Embora a construtora tenha apresentado números sólidos de vendas e lançamentos, a queima de caixa no Brasil frustrou as expectativas do banco, que alerta para uma provável reação negativa do mercado no curto prazo.
Apesar do alerta, os analistas do BTG mantiveram a recomendação de compra para os papéis da companhia, com preço-alvo de R$ 12,00 para os próximos 12 meses, o que representa um potencial de valorização de cerca de 51% em relação ao preço de tela (R$ 7,94).
Segundo o relatório, a tese de investimento se sustenta no valuation atrativo (negociando a 6 vezes o preço/lucro estimado para 2026) e no momento positivo para o segmento de habitação de baixa renda, impulsionado pelo programa Minha Casa Minha Vida (MCMV).
No entanto, o banco reconhece que a normalização dos resultados da MRV está “levando mais tempo do que o esperado”.
O peso do fluxo de caixa da MRV
O principal ponto de atenção do trimestre foi o Fluxo de Caixa Livre (FCF) das operações brasileiras. A MRV reportou uma queima de caixa de R$ 21 milhões, frustrando a projeção do BTG, que aguardava uma geração positiva de R$ 100 milhões.
A construtora justificou que o FCF, especialmente nas operações do MCMV, foi impactado pela sazonalidade do primeiro trimestre.

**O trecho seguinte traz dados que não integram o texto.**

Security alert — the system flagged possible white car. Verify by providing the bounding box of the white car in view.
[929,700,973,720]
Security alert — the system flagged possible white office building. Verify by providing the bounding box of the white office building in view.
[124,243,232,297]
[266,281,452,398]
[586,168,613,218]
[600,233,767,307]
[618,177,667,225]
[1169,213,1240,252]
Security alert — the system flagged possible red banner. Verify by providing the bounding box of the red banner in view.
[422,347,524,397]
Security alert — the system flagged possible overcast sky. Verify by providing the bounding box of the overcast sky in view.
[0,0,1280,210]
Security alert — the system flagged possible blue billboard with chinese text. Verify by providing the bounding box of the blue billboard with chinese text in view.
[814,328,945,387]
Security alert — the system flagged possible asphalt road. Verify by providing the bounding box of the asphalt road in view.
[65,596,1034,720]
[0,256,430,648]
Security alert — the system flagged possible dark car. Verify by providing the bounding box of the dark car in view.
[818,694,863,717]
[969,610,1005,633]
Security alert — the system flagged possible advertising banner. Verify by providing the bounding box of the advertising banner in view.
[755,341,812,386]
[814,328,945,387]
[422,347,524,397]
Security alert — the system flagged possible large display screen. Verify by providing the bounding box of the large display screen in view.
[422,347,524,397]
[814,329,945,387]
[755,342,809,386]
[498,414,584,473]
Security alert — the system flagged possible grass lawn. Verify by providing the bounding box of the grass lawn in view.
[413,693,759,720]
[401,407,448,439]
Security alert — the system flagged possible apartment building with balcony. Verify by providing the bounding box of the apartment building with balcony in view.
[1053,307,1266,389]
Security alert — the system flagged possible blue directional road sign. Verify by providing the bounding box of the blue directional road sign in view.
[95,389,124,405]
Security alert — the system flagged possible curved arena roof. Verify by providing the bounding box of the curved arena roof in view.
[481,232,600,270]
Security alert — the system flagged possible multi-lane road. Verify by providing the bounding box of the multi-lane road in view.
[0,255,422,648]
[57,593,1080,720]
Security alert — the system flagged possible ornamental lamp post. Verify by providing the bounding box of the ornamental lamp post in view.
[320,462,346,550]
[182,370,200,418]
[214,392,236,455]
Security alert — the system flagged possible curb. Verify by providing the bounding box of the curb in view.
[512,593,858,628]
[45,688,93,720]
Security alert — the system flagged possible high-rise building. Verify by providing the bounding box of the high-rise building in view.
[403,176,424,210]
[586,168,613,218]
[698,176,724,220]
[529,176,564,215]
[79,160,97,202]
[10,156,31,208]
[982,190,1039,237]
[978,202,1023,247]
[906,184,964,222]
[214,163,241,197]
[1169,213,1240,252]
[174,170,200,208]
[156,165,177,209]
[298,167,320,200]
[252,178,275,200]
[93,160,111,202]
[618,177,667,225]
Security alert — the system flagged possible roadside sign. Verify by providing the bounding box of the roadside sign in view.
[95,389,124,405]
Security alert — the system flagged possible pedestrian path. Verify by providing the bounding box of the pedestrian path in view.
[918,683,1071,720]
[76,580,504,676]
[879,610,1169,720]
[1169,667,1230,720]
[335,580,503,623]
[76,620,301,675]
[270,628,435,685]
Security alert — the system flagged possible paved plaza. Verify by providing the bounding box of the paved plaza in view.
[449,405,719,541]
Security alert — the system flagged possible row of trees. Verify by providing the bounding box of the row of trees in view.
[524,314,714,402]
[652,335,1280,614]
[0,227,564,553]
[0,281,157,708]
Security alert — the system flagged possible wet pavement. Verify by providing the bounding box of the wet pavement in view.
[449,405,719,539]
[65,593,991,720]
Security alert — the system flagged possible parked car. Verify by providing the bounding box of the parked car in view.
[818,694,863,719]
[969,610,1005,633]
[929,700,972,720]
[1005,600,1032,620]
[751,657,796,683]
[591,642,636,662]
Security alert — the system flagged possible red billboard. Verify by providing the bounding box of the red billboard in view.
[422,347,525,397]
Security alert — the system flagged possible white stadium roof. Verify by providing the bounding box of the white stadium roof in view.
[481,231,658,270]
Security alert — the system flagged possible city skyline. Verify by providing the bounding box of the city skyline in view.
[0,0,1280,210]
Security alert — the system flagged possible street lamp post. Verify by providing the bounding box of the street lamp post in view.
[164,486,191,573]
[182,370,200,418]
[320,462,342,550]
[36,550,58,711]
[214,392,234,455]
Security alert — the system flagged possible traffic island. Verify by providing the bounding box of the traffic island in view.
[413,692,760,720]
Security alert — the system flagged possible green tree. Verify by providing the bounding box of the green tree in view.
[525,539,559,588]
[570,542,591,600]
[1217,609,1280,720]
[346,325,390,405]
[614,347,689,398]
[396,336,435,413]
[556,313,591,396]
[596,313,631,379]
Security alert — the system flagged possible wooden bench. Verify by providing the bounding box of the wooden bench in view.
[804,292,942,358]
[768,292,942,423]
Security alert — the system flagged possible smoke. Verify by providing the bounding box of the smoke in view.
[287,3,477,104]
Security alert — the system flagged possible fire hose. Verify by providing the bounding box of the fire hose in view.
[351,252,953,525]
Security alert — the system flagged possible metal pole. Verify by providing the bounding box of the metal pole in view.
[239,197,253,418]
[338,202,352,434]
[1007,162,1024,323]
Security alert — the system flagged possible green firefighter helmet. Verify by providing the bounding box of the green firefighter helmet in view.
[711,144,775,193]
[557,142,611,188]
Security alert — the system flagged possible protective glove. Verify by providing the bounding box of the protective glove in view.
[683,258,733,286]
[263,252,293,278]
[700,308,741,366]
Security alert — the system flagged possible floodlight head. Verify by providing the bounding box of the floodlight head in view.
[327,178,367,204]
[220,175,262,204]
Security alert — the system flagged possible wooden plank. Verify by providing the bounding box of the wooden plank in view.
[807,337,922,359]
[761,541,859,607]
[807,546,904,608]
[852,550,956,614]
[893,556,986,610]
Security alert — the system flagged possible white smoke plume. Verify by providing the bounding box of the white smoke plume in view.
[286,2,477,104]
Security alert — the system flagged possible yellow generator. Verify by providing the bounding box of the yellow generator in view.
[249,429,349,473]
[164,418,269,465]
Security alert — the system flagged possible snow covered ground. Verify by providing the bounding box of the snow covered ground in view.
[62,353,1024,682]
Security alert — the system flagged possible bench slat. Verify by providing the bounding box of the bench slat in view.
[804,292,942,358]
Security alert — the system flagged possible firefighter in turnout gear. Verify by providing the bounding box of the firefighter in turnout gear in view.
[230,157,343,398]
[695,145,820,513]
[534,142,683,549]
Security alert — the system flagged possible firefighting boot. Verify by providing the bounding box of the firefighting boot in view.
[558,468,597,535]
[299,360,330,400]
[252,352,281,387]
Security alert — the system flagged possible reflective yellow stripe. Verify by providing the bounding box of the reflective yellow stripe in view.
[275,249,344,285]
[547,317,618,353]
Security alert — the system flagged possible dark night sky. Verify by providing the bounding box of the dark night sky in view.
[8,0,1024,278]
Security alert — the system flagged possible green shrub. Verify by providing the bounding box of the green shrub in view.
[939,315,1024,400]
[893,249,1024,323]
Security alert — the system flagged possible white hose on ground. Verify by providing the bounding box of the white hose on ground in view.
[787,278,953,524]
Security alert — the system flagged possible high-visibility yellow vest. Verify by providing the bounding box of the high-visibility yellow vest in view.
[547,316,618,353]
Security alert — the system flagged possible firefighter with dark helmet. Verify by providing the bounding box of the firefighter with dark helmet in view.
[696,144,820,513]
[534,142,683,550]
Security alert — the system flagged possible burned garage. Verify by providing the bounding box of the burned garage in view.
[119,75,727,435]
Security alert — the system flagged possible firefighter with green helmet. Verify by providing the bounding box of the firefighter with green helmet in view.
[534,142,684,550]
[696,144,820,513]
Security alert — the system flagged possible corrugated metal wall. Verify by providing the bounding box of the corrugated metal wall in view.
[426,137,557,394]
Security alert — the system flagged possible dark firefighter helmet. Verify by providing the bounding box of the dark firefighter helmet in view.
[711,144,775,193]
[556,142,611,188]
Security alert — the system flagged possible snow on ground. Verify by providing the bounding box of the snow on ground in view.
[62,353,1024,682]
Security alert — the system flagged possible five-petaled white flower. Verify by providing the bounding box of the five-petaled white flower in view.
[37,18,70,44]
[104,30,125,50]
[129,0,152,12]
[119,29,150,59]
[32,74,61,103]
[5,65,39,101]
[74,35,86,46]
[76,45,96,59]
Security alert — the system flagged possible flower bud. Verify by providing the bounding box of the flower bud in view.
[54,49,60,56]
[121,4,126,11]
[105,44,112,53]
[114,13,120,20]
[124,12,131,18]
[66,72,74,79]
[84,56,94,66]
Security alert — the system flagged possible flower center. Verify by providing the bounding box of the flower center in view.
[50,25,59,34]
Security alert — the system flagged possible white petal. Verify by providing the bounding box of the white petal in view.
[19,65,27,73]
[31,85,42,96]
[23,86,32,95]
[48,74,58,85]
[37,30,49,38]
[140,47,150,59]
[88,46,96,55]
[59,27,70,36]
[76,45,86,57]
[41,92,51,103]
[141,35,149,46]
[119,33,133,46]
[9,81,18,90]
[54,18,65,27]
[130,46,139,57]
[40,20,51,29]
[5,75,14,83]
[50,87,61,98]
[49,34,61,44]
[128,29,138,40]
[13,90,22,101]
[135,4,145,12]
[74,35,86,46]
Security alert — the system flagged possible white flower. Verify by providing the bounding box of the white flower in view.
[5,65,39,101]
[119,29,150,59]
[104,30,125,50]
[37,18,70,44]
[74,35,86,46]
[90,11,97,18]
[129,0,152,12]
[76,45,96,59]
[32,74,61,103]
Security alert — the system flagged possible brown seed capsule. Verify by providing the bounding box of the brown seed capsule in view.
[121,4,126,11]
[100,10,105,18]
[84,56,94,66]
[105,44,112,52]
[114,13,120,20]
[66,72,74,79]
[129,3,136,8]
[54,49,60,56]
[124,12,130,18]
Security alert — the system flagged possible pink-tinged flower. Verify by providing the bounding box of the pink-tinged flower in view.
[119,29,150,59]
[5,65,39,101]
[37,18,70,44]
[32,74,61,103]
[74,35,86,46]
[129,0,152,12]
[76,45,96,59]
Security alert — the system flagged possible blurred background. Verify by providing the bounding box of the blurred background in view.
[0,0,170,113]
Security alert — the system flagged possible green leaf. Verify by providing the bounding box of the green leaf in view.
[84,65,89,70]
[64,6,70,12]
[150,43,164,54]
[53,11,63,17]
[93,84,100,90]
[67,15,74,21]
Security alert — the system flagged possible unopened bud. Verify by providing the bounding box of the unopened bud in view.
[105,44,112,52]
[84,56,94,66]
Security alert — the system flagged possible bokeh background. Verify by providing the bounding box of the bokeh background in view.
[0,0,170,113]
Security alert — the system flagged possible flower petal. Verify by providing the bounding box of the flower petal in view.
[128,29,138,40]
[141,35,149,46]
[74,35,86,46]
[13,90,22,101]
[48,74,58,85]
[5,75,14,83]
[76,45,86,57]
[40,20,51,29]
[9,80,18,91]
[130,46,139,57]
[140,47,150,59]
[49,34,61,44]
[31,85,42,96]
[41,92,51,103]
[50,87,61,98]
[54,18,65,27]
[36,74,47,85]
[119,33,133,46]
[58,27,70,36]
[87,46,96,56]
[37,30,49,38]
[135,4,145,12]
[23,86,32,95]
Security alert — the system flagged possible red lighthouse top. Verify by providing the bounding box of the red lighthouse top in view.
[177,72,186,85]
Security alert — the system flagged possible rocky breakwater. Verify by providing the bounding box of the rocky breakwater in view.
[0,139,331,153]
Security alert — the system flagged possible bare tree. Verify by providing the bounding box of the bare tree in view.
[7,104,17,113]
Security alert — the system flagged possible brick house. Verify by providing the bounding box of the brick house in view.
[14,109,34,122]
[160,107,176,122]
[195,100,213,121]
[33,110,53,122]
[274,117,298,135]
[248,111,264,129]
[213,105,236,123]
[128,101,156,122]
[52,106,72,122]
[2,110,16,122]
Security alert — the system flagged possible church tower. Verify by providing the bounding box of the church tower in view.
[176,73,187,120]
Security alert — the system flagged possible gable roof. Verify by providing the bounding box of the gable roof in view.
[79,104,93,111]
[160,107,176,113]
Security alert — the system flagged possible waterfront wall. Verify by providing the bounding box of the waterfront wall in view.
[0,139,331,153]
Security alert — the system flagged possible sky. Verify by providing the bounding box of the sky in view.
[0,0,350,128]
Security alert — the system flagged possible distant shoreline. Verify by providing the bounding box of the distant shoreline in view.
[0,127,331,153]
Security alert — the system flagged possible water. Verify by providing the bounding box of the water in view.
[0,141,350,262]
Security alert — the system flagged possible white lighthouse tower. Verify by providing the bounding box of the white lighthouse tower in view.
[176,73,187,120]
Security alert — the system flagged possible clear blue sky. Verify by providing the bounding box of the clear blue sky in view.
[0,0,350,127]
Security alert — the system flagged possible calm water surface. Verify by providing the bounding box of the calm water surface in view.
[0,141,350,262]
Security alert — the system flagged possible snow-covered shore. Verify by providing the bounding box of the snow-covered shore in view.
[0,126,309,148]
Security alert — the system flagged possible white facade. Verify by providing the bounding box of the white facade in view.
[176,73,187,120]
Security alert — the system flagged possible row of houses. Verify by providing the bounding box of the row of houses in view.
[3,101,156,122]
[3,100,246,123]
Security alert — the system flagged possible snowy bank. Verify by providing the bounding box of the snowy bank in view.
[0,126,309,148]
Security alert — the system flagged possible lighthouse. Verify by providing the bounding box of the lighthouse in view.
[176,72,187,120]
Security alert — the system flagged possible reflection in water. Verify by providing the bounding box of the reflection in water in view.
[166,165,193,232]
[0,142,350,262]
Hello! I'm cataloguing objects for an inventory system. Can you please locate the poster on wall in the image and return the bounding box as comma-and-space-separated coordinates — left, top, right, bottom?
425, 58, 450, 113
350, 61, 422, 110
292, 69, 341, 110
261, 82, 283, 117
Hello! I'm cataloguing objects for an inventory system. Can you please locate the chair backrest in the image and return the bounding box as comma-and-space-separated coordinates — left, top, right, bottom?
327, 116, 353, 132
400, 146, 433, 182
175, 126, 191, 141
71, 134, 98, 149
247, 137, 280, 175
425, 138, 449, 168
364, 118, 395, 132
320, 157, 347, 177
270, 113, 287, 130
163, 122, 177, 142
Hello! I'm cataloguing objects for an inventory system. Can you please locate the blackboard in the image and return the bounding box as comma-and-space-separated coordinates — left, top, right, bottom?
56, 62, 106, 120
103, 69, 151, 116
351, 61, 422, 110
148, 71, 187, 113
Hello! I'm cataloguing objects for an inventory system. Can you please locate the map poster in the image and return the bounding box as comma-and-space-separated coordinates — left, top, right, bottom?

As vendas ficaram muito concentradas no mês de março, o que resultou em um volume menor de repasses de clientes para os bancos dentro do período.
No detalhe das operações no Brasil, o segmento de baixa renda até conseguiu gerar R$ 22 milhões em caixa, mas o resultado consolidado foi puxado para baixo pela queima de R$ 29 milhões da Urba e R$ 15 milhões da Luggo.
Se o Brasil pressionou o caixa, a subsidiária norte-americana da MRV trouxe boas notícias. A Resia reportou uma geração de caixa de US$ 59 milhões no trimestre.
O número foi impulsionado pela venda do projeto Tributary (por US$ 73 milhões) e de dois terrenos (por US$ 18 milhões). Além disso, a Resia apresentou melhorias relevantes na pré-locação de seus projetos remanescentes, conforme mencionou a MRV.